A Caijing reader who posted a message on our Web site about the arrest of Xiao reflected this dissatisfaction and anger. “Why was Xiao serving as president? He was also a party committee secretary, secretary of the discipline inspection commission, and legal representative (of Galaxy Securities). Corruption is prevalent.”

In fact, Xiao also served as a regulatory commission cadre dispatched to head Galaxy Securities. Before being nailed, an internal decision was made to return him to the commission for a position as deputy director of a division that regulates listed companies.

Similarly, Sinolink’s Lei once served as a deputy director with the regulatory commission. Obviously, Xiao’s assistance was a key factor in Sinolink’s ability to launch the first backdoor listing among Chinese securities firms. Moreover, both Xiao and Lei were trusted favorites of Wang Yi, a former commission vice chairman, and were implicated in the Wang Yi financial scandal that broke last year.

Even though the Xiao and Lei cases are closely related to the securities market, securities regulators have not released public explanations for what happened. Nor have they taken the initiative to announce the progress of relevant events surrounding the cases. At this point, the public has every reason to question the commission. Have regulators reviewed the cases and reflected on what went wrong?

Another focus of concern is the Rongtong case. Zhang was removed from his post just five days after being exposed by the media. But a full month passed before regulatory agencies made an announcement -- and labeled it “an isolated case.”

Guanyu said...

Zhang’s name was made public after a media campaign pushed for disclosure. But, as is typical, this investigation into accounts of alleged rat trading has been wrapped in a veil of mystery.

Similar cases of misconduct have surfaced as well.
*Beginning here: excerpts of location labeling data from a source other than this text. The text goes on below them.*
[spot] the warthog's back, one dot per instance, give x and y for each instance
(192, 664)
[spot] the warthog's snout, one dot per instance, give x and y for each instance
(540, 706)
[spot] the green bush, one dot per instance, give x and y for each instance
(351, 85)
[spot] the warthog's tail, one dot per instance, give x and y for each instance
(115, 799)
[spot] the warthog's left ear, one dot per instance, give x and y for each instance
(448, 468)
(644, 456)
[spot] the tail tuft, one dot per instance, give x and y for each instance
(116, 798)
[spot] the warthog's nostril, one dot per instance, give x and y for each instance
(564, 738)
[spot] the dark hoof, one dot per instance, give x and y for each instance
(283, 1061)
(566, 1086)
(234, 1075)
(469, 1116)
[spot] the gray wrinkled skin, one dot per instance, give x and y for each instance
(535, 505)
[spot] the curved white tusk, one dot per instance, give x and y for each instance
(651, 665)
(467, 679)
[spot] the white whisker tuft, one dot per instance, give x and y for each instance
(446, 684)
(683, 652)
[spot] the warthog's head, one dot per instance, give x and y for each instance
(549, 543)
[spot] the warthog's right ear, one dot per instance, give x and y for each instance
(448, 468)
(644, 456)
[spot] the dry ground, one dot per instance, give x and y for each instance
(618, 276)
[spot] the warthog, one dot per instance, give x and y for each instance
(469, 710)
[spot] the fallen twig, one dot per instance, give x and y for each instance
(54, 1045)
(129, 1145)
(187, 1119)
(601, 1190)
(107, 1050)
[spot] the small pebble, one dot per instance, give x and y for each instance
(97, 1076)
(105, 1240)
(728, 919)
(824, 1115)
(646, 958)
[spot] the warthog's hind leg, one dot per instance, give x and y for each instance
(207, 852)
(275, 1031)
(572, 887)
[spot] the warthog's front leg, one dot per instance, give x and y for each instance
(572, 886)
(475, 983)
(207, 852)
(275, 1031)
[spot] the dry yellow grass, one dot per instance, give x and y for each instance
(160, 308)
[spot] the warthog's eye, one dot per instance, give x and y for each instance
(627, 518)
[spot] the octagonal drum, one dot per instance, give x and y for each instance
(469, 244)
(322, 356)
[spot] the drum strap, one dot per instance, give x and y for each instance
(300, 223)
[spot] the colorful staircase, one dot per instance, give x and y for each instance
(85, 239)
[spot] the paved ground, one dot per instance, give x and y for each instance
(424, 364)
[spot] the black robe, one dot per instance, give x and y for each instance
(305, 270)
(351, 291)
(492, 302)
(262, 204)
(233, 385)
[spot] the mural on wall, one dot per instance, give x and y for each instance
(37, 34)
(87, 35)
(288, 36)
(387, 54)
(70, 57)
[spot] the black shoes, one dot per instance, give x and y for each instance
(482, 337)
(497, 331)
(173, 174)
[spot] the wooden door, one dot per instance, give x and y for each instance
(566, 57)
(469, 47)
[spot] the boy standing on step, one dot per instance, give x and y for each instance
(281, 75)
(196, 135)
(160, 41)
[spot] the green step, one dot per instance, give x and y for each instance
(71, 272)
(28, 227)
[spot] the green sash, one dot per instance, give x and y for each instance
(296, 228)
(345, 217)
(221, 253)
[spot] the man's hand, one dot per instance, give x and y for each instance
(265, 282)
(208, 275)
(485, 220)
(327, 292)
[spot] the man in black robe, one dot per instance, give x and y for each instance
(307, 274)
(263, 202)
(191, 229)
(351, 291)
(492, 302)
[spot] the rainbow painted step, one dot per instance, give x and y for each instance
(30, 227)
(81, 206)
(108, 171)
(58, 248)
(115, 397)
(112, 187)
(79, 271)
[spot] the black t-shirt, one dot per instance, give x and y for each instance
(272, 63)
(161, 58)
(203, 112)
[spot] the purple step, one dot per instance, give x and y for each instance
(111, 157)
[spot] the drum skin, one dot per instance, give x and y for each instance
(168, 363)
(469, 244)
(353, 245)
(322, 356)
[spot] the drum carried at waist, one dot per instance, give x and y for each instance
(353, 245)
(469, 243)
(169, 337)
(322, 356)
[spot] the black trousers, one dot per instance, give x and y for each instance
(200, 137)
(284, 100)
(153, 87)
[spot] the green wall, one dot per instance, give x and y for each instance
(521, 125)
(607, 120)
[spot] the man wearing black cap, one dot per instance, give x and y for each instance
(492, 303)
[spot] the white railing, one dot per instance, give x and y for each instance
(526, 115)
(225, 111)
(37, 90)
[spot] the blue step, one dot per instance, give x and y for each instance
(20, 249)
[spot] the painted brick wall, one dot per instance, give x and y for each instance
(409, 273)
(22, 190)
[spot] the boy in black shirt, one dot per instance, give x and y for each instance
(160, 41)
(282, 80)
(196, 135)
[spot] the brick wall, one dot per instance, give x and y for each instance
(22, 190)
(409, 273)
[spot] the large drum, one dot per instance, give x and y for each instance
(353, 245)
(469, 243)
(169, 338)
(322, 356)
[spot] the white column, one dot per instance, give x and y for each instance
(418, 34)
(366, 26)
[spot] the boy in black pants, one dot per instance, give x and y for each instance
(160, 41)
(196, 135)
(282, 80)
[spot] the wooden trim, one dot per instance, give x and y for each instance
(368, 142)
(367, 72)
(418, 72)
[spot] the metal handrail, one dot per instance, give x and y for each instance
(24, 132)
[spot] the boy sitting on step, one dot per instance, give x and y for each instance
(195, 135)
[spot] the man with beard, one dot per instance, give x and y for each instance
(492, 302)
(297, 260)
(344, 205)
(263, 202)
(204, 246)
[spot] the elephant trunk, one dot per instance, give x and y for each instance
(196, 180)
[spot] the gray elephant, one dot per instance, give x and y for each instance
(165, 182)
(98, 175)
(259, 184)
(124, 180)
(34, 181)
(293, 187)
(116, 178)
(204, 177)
But significant cases have been shelved and left unresolved for long periods of time, prompting an increasing number of calls for stronger securities market regulation in China.

In recent years, during bull as well as bear markets, regulatory agencies have been focusing on the stock index and consistently pursued a goal of maintaining market stability. This has been a top priority, and it’s been in the regulators’ major interest. It seems nothing has mattered but a stable market.

As a result, piles of files for major cases that matter to investors gather dust, with resolutions nowhere in sight, all in the name of “maintaining stability.” Meanwhile, critics claim regulators merely “kill flies, not tigers” and are keen to empty threats.

Short-term action to maintain market stability only leads to a lack of long-term market confidence. Everything in the securities market should be based on principles of openness, justice and fairness. Among these three principles, the most important for regulatory activity is openness. Regulatory bodies forced to release public information in bits and pieces lose a degree of credibility. And their status is jeopardized when discipline for misconduct is diminished, as we know from the law of diminishing marginal utility. This will further flame speculations over illegal activities in the market and the power of personnel connections. On the basis of openness, regulatory bodies should treat all market actors -- including regulatory officials -- equally and penalize those who break the rules, showing no lenience.

The global financial crisis that began in the United States is still plaguing the world, prompting many countries to enhance financial market regulation. In China, a debate over whether developing or regulating the market should come first has dragged on for a long time. A main concern is that so called over-regulation would sway the stock index and hamper market development. However, the most fundamental issue now is proper regulation and management of the securities market.

Over-regulation does not exist in China. But under-regulation has indeed hurt the scandal-racked, more than 10-year-old Chinese securities market, just as regulatory holes have damaged more established markets the United States and around the world. The only hope for change in China lies in tightening regulations, exposing misconduct and cleaning up the system.